Supporting Efficient and Effective Keyword Search: From Set Intersection to Taxonomies and Text Cubes

This talk is about index structures and data models to support efficient and effective keyword search, from a micro level (fundamental-operator level), e.g., data structures for fast set intersection, to a macro level (system level), e.g., leveraging taxonomies in keyword search.

In the first part of the talk, I will discuss algorithms to improve the performance of a key operation in keyword search for both structured and unstructured data: the efficient computation of set intersections. Here, I will introduce compact data structures to represent sets such that their intersection can be computed in a worst-case efficient way. In general, given k (preprocessed) sets, with totally n elements, I will show how to compute their intersection in expected time O(n/sqrt(w) + kr), where r is the intersection size and w is the number of bits in a machine-word. Subsequently, I will discuss a much more practical version of this algorithm, which has weaker asymptotic guarantees but is much simpler and performs even better in practice; both algorithms outperform the state of the art techniques for both synthetic and real data sets and workloads.

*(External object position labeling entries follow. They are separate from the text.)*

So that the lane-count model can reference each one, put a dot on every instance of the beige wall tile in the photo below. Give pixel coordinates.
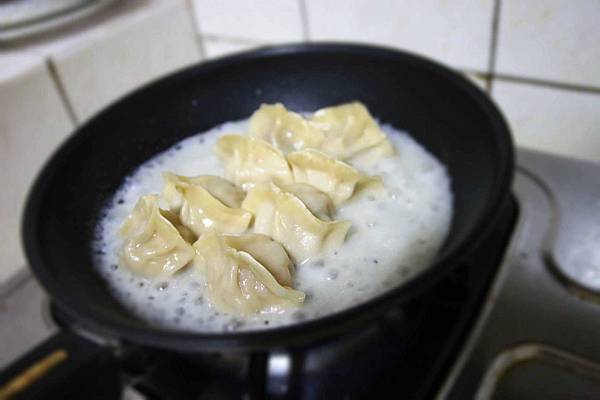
(219, 47)
(260, 20)
(122, 55)
(554, 120)
(32, 123)
(554, 40)
(455, 32)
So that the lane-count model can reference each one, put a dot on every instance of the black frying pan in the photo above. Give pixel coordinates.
(447, 114)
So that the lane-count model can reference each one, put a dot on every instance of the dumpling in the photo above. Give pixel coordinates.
(153, 246)
(316, 201)
(285, 218)
(200, 210)
(286, 130)
(237, 283)
(336, 178)
(223, 190)
(351, 133)
(250, 161)
(220, 188)
(267, 252)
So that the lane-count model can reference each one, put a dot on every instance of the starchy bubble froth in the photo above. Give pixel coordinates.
(395, 233)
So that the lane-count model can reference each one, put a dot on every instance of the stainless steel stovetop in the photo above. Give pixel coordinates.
(538, 334)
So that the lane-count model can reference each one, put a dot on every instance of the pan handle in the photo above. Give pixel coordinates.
(65, 366)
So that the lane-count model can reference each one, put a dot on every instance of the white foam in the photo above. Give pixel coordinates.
(394, 234)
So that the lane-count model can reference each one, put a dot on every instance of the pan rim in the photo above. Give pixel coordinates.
(302, 332)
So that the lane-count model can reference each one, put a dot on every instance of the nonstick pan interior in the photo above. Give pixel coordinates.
(443, 111)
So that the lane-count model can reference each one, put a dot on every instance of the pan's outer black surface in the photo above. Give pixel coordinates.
(443, 111)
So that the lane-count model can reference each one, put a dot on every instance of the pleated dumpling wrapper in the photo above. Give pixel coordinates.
(351, 133)
(284, 217)
(206, 202)
(286, 130)
(317, 202)
(267, 252)
(335, 178)
(250, 161)
(153, 246)
(237, 282)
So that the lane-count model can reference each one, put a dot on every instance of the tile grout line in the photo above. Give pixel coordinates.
(198, 37)
(551, 84)
(493, 47)
(233, 39)
(304, 20)
(533, 81)
(62, 92)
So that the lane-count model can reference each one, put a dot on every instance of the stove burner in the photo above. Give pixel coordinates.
(518, 310)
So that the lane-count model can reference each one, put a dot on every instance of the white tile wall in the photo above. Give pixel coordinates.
(132, 42)
(220, 47)
(260, 20)
(122, 55)
(32, 122)
(554, 120)
(557, 40)
(456, 32)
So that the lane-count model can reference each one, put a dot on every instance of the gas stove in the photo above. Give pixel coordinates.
(519, 319)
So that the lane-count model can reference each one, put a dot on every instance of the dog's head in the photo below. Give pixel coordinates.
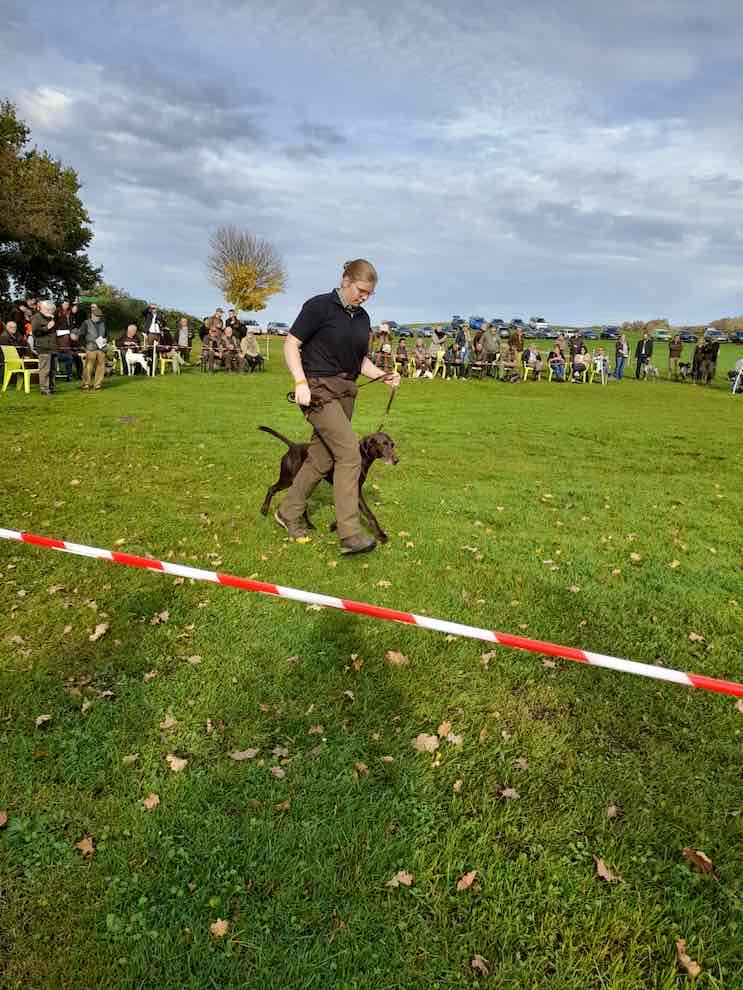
(378, 446)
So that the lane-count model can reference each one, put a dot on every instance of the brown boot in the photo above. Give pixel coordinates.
(358, 544)
(295, 529)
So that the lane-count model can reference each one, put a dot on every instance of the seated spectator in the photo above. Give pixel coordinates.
(211, 351)
(420, 359)
(510, 364)
(251, 355)
(230, 350)
(132, 354)
(532, 359)
(402, 357)
(581, 362)
(384, 359)
(556, 361)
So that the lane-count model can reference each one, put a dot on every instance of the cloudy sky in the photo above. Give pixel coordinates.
(504, 159)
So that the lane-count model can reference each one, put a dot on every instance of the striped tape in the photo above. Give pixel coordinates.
(391, 615)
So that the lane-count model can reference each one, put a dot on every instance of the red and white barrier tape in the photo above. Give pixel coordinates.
(391, 615)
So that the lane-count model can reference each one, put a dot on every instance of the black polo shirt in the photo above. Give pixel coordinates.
(334, 341)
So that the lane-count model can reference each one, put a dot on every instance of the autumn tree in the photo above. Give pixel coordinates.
(44, 227)
(246, 269)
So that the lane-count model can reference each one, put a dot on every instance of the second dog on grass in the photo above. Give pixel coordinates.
(372, 447)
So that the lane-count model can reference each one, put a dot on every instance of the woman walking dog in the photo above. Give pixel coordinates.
(325, 351)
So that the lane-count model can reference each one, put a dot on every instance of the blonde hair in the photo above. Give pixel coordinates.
(360, 270)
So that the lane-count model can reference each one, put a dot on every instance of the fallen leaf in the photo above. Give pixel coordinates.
(100, 630)
(690, 965)
(219, 928)
(243, 754)
(466, 881)
(480, 964)
(698, 860)
(510, 794)
(395, 659)
(175, 763)
(401, 877)
(86, 847)
(604, 872)
(424, 743)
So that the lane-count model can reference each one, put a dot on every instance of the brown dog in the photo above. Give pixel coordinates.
(372, 447)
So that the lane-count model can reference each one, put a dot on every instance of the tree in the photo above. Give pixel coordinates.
(44, 227)
(246, 269)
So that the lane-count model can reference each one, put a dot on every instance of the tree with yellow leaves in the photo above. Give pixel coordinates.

In the second part, I will describe how to optimize (inverted) indexes to support processing a type of keyword query that allows word substitutions defined by a given taxonomy of terms. This problem is challenging because each term in a query can have a large number of substitutions and the original query can be rewritten into any of their combinations. We propose to build an additional index (besides inverted index) to efficiently process these types of queries. For a given query workload, we formulate an optimization problem which chooses the additional index structure, aiming at minimizing the query evaluation cost, under given index space constraints. We show the NP-hardness of the problem, and propose a pseudo-polynomial time algorithm using dynamic programming, as well as an (1−1/e)/4-approximation algorithm to solve the problem. Experimental results show that, with only 10% additional index space, our approach can greatly reduce the query evaluation cost.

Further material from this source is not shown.